Patients who explore regenerative medicine for the first time almost always ask the same question early in the process: will my insurance pay for this? The honest answer requires understanding how insurers classify these treatments, how the regulatory environment shapes coverage decisions, and where a small number of exceptions exist. This article walks through each of those areas so you can enter a conversation with your insurance company and your clinic with accurate expectations.
The Current Insurance Landscape for Regenerative Therapy
Why Most Stem Cell Procedures Are Not Covered
Insurance coverage decisions in the United States follow a consistent logic: before a payer agrees to cover a procedure, it typically needs substantial clinical evidence from controlled trials, established billing codes, and in most cases some form of regulatory clearance or approval. Regenerative medicine therapies, including mesenchymal stem cell injections derived from bone marrow or adipose tissue, currently lack FDA approval as drug products for the vast majority of musculoskeletal indications. Because of this, most commercial insurers, Medicare, and Medicaid classify these procedures as experimental or investigational.
The “experimental” label is not a permanent moral judgment. It is a formal classification that reflects where a treatment stands in the evidence cycle. Insurers apply it when clinical trials have not yet produced the volume and quality of data that payers require before they build a procedure into their coverage framework. For stem cell therapy applied to osteoarthritis and musculoskeletal conditions, multiple clinical trials are underway and a growing body of peer-reviewed research exists, but the field has not yet completed the controlled-trial pipeline that changes insurer classification.
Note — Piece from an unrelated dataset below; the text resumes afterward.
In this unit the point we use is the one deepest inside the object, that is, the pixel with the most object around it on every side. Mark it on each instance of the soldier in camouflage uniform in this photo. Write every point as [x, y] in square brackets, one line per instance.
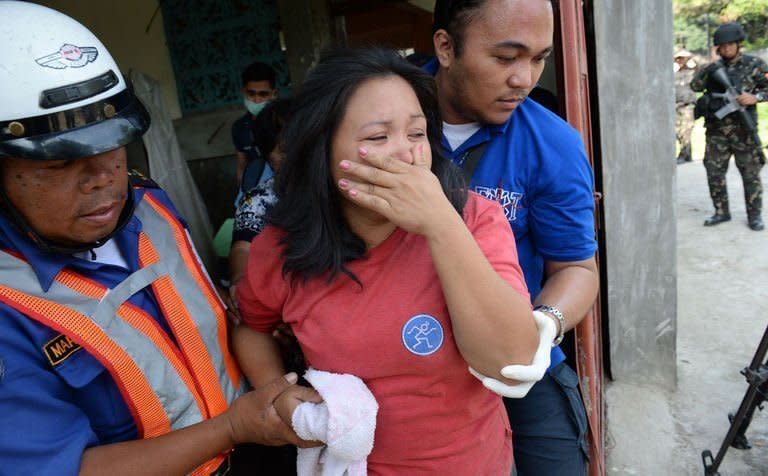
[729, 136]
[684, 100]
What would change this classification? Primarily two things: a large body of randomized controlled trial data demonstrating consistent safety and efficacy across diverse patient populations, and formal FDA approval or clearance for specific indications. As either of those thresholds is met for specific applications, coverage decisions by major payers are likely to shift. The landscape is moving, but it has not moved enough yet for most patients to expect reimbursement for stem cell procedures targeting joints or soft tissue.
FDA Classification and Its Effect on Coverage
The FDA regulates human cells, tissues, and cellular and tissue-based products through a framework commonly referred to as the HCT/P regulations. Within this framework, there is an important distinction between procedures that qualify under what is called Section 361 regulation and those that require a full biologics license application (BLA).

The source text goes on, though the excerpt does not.